As part of the non-exclusive alliance, dose data from Novo Nordisk’s durable connected pens will be integrated directly into the digital health tools that are compatible with Abbott FreeStyle Libre system.
Royal Philips unveiled a new mixed reality concept to aid in minimally invasive surgeries, which was developed with Microsoft.
The new concept was revealed at the MWC 2019 mobile technology conference in Barcelona, Spain.
Intended for use in surgery, the technology is based on the Philips Azurion image-guided therapy platform and Microsoft’s HoloLens 2 holographic computing platform.
Current minimally invasive surgeries rely heavily on advanced medical imaging technologies such as ultra-low-dose X-ray imaging and ultrasound to guide surgical actions. Philips provides high-tech interventional suites and hybrid operating rooms for such procedures.
Researchers at the University of Kansas in the US developed a new lab-on-a-chip diagnostic device that will leverage a liquid biopsy principle to quickly detect cancer using a droplet of blood or plasma.
Fast identification of the disease is expected to allow timelier interventions and better outcomes.
The new device is designed to identify exosomes, which are tiny parcels of biological details generated by tumour cells to trigger cancer growth or metastasize.
A team of Swiss and Italian researchers developed a bionic hand to help amputees regain their proprioception, an instant and accurate sense of the position of limbs during and after movement.
This next-generation prosthetic is a result of a collaboration between the École polytechnique fédérale de Lausanne (EPFL) in Switzerland, the Sant’Anna School of Advanced Studies and the A. Gemelli University Polyclinic in Italy.
It is designed to enable patients to reach out for an object and recognise its shape, position, consistency and size without having to look at it. The team claims that the device reflects a natural sense of touch.
US-based ResMed and New Zealand-based Fisher & Paykel Healthcare reached an agreement to settle patent infringement litigations worldwide.
The companies have been in dispute over patent infringement since 2016 in multiple countries, including the US, New Zealand and Australia.
A recent litigation involved a claim filed by ResMed against Fisher & Paykel Healthcare seeking a ban on the import and sale of Fisher & Paykel’s Simplus, Eson and Eson 2 nasal masks in the US.
The US Federal Trade Commission (FTC) requested additional information and documentary material from Boston Scientific and BTG on the proposed $4.2bn acquisition deal.
The antitrust regulator is focused on the Boston Scientific and BTG’s therapeutic beads businesses, and the FTC review will see an extension of the waiting period until 30 days after the companies comply with the request.
This request for additional details is part of the Hart-Scott-Rodino Antitrust Improvements Act of 1976, which requires companies to file premerger notifications with the FTC for acquisition clearance in the US.
Radiology solutions provider Medical Diagnostic Web (MDW) partnered with Longenesis and Bitfury Group to implement a healthcare blockchain technology across its marketplace.
Longenesisis is an artificial intelligence (AI) firm, while Bitfury offers blockchain technology.

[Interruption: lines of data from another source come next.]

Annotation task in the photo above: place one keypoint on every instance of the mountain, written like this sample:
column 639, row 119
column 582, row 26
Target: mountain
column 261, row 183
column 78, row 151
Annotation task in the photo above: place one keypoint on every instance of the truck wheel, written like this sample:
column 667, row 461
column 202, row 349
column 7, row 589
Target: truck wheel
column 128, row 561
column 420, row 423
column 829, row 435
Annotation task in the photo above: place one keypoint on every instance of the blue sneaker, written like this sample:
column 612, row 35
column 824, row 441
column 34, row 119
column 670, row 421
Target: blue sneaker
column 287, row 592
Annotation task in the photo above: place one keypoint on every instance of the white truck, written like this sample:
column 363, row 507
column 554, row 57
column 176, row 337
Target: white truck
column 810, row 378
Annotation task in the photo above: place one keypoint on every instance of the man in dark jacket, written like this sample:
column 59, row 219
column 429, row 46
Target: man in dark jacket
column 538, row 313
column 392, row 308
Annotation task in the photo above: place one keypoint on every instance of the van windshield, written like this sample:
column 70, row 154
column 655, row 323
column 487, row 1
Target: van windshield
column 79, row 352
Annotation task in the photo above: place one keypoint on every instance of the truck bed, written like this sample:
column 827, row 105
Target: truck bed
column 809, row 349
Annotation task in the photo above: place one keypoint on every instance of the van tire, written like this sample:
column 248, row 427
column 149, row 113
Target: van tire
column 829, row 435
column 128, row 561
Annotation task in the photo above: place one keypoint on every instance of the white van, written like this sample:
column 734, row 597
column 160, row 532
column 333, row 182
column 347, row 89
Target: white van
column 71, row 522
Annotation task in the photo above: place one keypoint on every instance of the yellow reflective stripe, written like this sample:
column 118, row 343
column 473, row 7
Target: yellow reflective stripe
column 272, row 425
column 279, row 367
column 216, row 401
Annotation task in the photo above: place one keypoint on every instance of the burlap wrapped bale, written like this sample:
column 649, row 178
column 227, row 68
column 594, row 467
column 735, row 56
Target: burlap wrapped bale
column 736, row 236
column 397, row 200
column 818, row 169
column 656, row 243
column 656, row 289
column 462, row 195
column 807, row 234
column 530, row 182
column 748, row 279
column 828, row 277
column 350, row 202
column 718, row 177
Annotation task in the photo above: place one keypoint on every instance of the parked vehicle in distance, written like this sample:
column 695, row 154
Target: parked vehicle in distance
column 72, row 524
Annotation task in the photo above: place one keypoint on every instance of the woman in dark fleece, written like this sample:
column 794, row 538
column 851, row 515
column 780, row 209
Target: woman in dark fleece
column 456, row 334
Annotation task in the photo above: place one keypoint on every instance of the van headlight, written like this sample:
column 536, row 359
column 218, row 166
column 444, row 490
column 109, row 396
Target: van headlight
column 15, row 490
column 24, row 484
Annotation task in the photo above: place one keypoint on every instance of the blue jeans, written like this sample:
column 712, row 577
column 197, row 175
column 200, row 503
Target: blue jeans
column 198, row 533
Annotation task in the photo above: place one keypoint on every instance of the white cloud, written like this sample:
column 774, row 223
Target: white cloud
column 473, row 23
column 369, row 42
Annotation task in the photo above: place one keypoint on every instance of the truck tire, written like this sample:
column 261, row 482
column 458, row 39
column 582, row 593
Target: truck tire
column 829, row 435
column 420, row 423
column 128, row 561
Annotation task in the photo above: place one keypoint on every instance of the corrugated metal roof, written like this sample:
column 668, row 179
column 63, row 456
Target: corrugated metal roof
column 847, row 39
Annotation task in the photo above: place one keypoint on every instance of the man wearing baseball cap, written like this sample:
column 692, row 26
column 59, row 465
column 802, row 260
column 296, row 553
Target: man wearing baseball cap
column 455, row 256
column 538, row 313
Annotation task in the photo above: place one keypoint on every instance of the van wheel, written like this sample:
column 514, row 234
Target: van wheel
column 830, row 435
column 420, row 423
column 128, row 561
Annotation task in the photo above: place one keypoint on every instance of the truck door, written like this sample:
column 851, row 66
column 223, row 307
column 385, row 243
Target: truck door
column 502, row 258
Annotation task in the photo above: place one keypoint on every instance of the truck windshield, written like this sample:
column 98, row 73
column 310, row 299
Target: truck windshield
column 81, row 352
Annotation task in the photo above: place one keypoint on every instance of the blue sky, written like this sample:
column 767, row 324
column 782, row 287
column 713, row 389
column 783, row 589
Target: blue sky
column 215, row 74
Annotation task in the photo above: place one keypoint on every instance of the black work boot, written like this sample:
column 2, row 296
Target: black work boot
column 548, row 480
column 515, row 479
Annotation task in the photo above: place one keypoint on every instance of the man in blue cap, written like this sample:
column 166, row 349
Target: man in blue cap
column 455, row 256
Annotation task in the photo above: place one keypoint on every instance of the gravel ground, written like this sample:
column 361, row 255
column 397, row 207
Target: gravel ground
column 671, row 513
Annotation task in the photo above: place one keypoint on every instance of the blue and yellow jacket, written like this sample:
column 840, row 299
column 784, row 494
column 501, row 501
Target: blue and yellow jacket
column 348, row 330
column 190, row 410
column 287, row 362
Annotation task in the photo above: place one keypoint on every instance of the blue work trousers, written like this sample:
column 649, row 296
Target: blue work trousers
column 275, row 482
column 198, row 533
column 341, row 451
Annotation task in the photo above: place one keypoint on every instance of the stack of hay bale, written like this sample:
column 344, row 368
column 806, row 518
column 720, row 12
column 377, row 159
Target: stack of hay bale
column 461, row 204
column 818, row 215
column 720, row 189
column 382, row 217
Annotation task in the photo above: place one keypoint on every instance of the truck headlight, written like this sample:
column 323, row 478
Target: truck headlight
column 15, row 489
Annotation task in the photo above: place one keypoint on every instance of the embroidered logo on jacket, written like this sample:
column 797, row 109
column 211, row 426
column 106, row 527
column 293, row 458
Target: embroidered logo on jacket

MDW marketplace is developed to link all diagnostic digital imaging players and facilitate image interpretation.
The open, decentralised marketplace allows radiologists to form new business alliances and receive immediate compensation for services.
A research team led by Thayer School of Engineering at Dartmouth College in the US devised a new approach to recharge implantable medical devices using the heart’s energy.
Implants such as pacemakers and defibrillators are currently powered by batteries that require replacement every five to ten years. These repeated surgeries are costly and could lead to complications and infections.
In the latest three-year research, the team aimed to eliminate the need for replacement by creating an energy source that will power the implantable biomedical devices over the patient’s entire life span.